La UE parece haber apostado, a través de su enviado, Miroslav Lajčak, por la normalización entre Belgrado y Pristina. Esto presume que son necesarias otras condiciones para que se sienten las bases para el fin de la contienda diplomática entre vecinos. Esto implicaría que las partes dejaran de medrar buscando apoyos y estrategias de desarme político en clave de contrincantes, y lograr algún tipo de solución gradual y no inmediata, frente a las aparentes prisas de Trump por hacerse con una victoria política ante París y Berlín, antes de las elecciones de noviembre. Todo esto habida cuenta de que cualquier solución formalizada por Thaci estaría pendiente de seducir a una oposición que reclama nuevas elecciones y que es cada vez más fuerte en las calles de Pristina.
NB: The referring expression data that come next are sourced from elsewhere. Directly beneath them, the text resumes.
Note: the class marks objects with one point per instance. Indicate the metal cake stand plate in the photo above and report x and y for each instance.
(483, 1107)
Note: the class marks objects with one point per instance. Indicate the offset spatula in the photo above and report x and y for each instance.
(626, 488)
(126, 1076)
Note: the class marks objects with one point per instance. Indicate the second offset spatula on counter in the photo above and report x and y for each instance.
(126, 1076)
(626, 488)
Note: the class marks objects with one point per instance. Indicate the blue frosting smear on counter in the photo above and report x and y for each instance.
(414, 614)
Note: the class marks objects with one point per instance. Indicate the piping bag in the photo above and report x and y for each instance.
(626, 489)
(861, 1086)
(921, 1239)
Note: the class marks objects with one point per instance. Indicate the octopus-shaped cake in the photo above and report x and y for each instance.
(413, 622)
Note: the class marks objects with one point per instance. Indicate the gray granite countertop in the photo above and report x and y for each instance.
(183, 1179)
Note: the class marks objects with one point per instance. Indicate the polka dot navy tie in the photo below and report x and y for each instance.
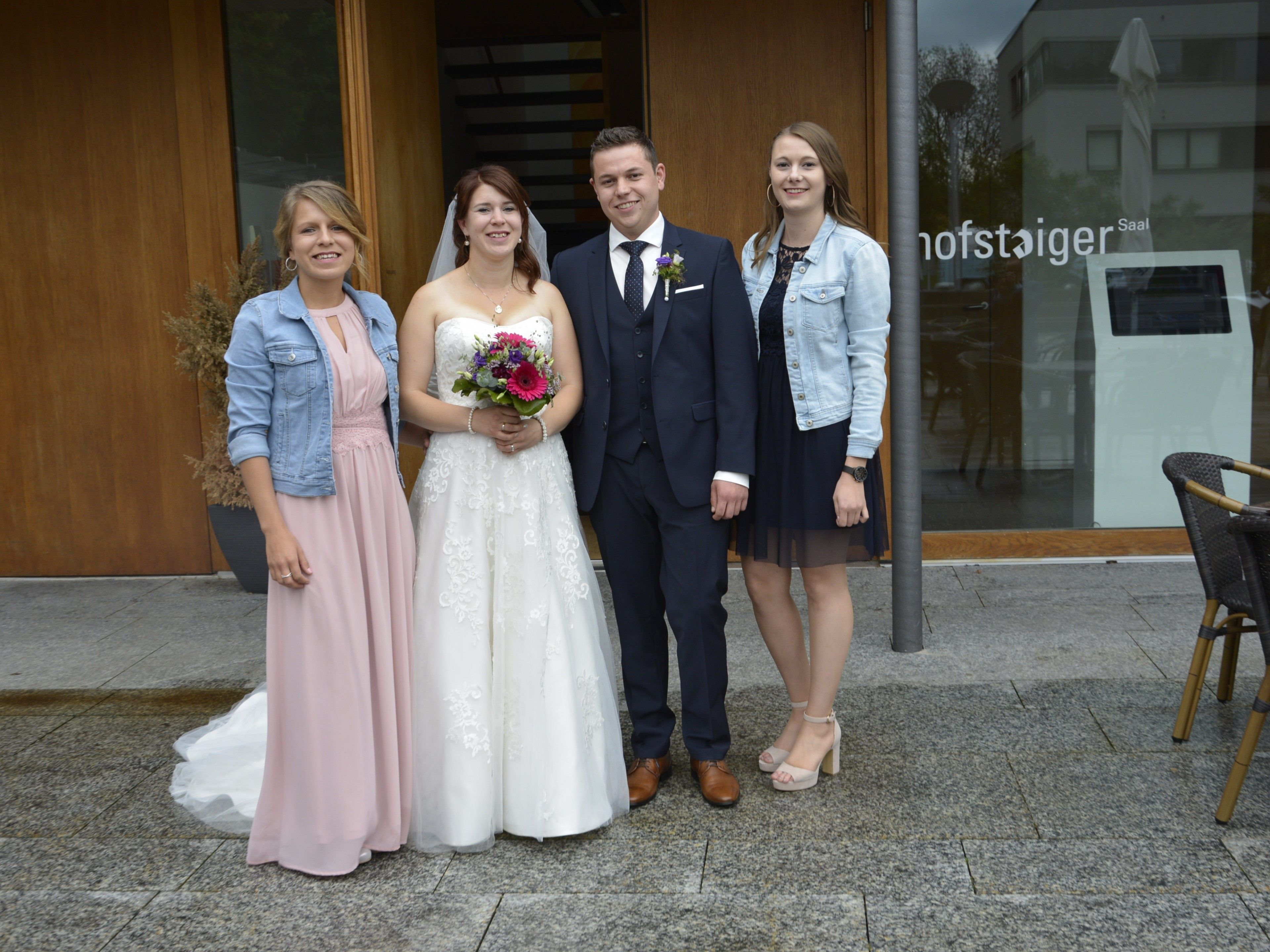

La realidad es que la influencia de la administración estadounidense no puede esquivar un escenario inevitable: este es un asunto que se deberá resolver más tarde o más temprano en el marco de la UE, siendo Serbia candidato y Kosovo aspirante al club europeo.

¿Qué puede esperarse en esta fase? Algún tipo de acuerdo que dé sentido a una foto en la Casa Blanca. En el estado actual las posiciones serbia y kosovar en la mesa se encuentran alejadas la una de la otra. Serbia no quiere sufrir otra derrota diplomática y Kosovo no está en condiciones de ofrecer nada si ello incomoda a París o Berlín, ni a la otra mitad del arco parlamentario kosovar. En realidad, el presidente serbio se encuentra en una posición de fuerza, en Belgrado, Washington, Bruselas y Moscú porque no habrá ningún acuerdo que le derrote políticamente. Y, más importante aún, si Trump volviera a ganar las elecciones, Vučić seguiría beneficiándose de una tendencia al alza donde se hacen fuertes el iliberalismo político que parece consolidarse en la escena internacional, y no solo en el Este europeo.

Solo hace falta seguir la agenda del presidente serbio. El domingo ganaba las elecciones en Serbia la coalición liderada por Vučić, después el líder serbio será recibido por Putin en Moscú durante el 75 aniversario de la victoria soviética, para luego ser recibido en la Casa Blanca el 27 de junio. Durante la campaña electoral el presidente de Partido Popular Europeo, Donald Tusk, apoyaba a Aleksandar Vučić, a pesar del indisimulable declive democrático de Serbia desde que el mandatario llegara al poder; y el comisario europeo Olivér Várhelyi, conocidos los resultados, le felicitaba omitiendo que Serbia en la práctica es un país de partido único. El presidente serbio ha sido muy claro: la entrada en la UE no es suficiente para reconocer Kosovo. Como quien dice, se puede permitir este tipo de declaraciones.

Hace casi dos meses se cumplían 40 años de la muerte de Tito. Queda el tiempo de un país formidable que ya es historia. Todavía se comparten recuerdos de los tiempos titoistas cuando el país emanaba fortaleza diplomática, política, militar, económica y cultural. Y, sin embargo, podemos pensar que el no alineamiento era la única opción posible en el menú internacional para mantener la mejor independencia posible. Como ocurría con Yugoslavia, Serbia no es que se siente en dos sillas al mismo tiempo. Se sienta en una, mientras observa cómo se mueve el resto. El concepto no es muy diferente del que inspiraba a la diplomacia serbia hace más de un siglo. Mantener su propia silla a cualquier coste. Kosovo sigue luchando por lograr la suya.